Depressing cocktail of shouting and torpedoes
Hunter Killer
15 cert, 122 mins
Dir Donovan Marsh Starring Gerard Butler, Gary Oldman, Common, Toby Stephens, Linda Cardellini, Michael Nyqvist
The question many of us were left pondering after last year’s Geostorm – a disaster movie in which Gerard Butler played a genius meteorologist who solved climate change by bombing the weather – was where on earth the Scottish action star could possibly go next.
The answer has turned out to be even more of an eyebrow-raiser: a submarine-set action thriller that skews so strenuously pro-russian its plot might as well have been emailed in from the Internet Research Agency’s Saint Petersburg HQ. Butler plays Joe Glass, a sub commander who takes his crew on an off-the-grid, death-or-glory mission to save the life of the handsome and dynamic Russian president, who is such a sweetie that his name is literally Zakarin.
Viewers familiar with Butler’s accent work in the past may be lulled into a false sense of security by a sequence that introduces his character silently hunting deer in the Scottish Highlands. Yet infuriatingly, he still turns out to be American. Soon enough, Commander Glass is being helicoptered to the naval base at Faslane, where he is given command of an attack sub and tasked with discovering what befell a US patrol vessel that recently dropped off the grid in Russian Arctic waters.

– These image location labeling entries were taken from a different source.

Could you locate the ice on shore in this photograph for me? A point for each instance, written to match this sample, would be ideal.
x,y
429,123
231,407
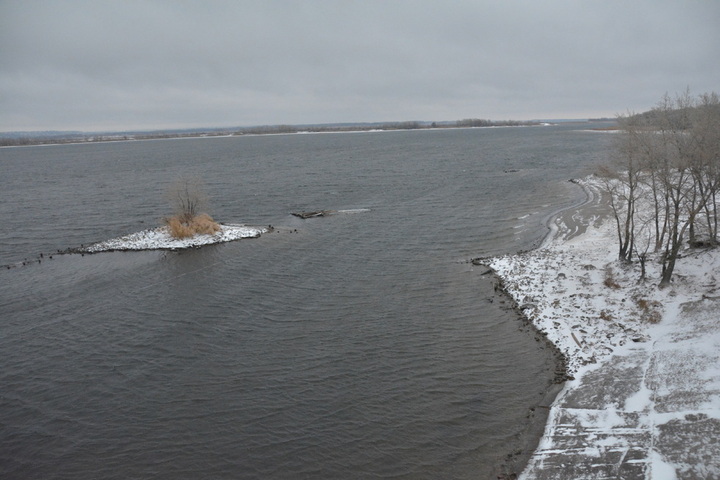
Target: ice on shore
x,y
160,239
645,398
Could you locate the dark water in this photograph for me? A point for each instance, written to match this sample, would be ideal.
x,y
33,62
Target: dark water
x,y
361,346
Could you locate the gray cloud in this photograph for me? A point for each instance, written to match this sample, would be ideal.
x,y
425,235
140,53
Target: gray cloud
x,y
155,64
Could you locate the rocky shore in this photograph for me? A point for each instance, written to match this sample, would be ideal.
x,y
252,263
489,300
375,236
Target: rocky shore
x,y
642,398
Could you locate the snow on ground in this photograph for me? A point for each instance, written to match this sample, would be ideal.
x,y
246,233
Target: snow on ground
x,y
645,398
159,238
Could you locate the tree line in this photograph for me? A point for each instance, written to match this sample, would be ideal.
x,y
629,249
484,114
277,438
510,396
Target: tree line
x,y
667,159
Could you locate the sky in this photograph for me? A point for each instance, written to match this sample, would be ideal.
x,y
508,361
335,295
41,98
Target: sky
x,y
160,64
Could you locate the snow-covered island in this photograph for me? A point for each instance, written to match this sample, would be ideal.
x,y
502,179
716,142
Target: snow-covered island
x,y
643,395
160,239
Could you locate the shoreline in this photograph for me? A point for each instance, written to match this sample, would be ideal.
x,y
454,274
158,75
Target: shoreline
x,y
518,460
643,393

Meanwhile, a Navy Seals team led by Toby Stevens parachutes in to investigate further, and discover a military coup that looks likely to spark World War Three, and which can only be snuffed out with a full-hearted team-up, in which the Russians are given unlimited and unsupervised access to US military intelligence systems. Whatever it takes!
The pacing seems intentionally designed to break your spirits, with a climactic set-piece that rages on forever, despite being comprised of nothing but shouting and torpedoes. It makes Crimson Tide looks like a masterclass in international relations.